The Poems Young America

In elementary school, whenever the teacher uttered the words "group work,” my stomach would sink like a stone. Glasgow’s the Poems probably felt differently; their band’s existence is an exercise in functional group work. Made up of members of the Bluebells, Love and Money and the High Fidelity, the Poems also collaborated with a dozen guest musicians, including Isobel Campbell, formerly of Belle & Sebastian. The Poems use synths without sounding cheesy and incorporate orchestration without sounding overblown.
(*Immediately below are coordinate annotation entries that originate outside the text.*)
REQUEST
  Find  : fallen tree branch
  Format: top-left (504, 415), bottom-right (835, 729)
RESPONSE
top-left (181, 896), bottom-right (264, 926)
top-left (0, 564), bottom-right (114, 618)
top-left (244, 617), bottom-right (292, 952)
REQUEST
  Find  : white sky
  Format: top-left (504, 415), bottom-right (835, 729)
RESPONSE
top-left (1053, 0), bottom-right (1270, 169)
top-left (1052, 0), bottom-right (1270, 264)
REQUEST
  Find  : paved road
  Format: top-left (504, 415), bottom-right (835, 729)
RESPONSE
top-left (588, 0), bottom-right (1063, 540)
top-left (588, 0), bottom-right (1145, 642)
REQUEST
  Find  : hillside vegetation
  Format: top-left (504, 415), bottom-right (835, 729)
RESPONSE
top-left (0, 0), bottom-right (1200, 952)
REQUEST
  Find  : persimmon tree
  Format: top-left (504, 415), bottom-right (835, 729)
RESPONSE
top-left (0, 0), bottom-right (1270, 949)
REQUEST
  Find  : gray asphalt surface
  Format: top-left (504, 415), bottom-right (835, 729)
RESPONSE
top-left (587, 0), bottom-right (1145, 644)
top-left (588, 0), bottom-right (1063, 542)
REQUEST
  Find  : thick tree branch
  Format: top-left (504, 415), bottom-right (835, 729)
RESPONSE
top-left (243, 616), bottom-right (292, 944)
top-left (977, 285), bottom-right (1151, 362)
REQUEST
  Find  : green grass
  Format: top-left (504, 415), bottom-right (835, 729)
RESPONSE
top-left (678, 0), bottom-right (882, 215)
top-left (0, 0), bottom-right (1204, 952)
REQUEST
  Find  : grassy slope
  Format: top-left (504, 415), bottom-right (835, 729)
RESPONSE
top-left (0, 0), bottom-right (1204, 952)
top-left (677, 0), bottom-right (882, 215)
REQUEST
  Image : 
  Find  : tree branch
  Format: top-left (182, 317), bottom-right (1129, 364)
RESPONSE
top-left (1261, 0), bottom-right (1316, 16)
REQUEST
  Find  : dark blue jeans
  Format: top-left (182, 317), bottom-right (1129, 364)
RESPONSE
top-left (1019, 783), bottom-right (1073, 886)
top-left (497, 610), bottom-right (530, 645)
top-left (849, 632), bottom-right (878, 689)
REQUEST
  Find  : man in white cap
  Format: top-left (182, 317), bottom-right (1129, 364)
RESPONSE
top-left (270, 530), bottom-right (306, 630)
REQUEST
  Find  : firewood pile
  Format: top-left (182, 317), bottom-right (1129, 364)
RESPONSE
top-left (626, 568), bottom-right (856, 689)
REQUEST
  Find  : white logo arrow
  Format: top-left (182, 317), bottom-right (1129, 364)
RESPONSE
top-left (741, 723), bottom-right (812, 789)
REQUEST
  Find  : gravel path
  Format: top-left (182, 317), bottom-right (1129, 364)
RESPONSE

The vocals are clear and intimate, and the end result can be compared to a slightly more bombastic Camera Obscura. "See The Sunrise” captures the wide-eyed wonder of first love in its lyrics and has a pretty tune. In fact, all of the songs have pretty tunes. But therein lies the problem with this record: it’s just pretty. Listening to Young America is like going on a date with a staggeringly beautiful human and realising that you have nothing to talk about and the pleasure only lasts for so long. Aside from the closing track — a lounge-y stunner called "Lost And Found” — there is nothing especially interesting here. One would rightfully expect a lot more from this body of songs, considering the extraordinarily talented people behind them. Young America may not be greater than the sum of its parts but at least it is evidence that half-decent things can come out of group work.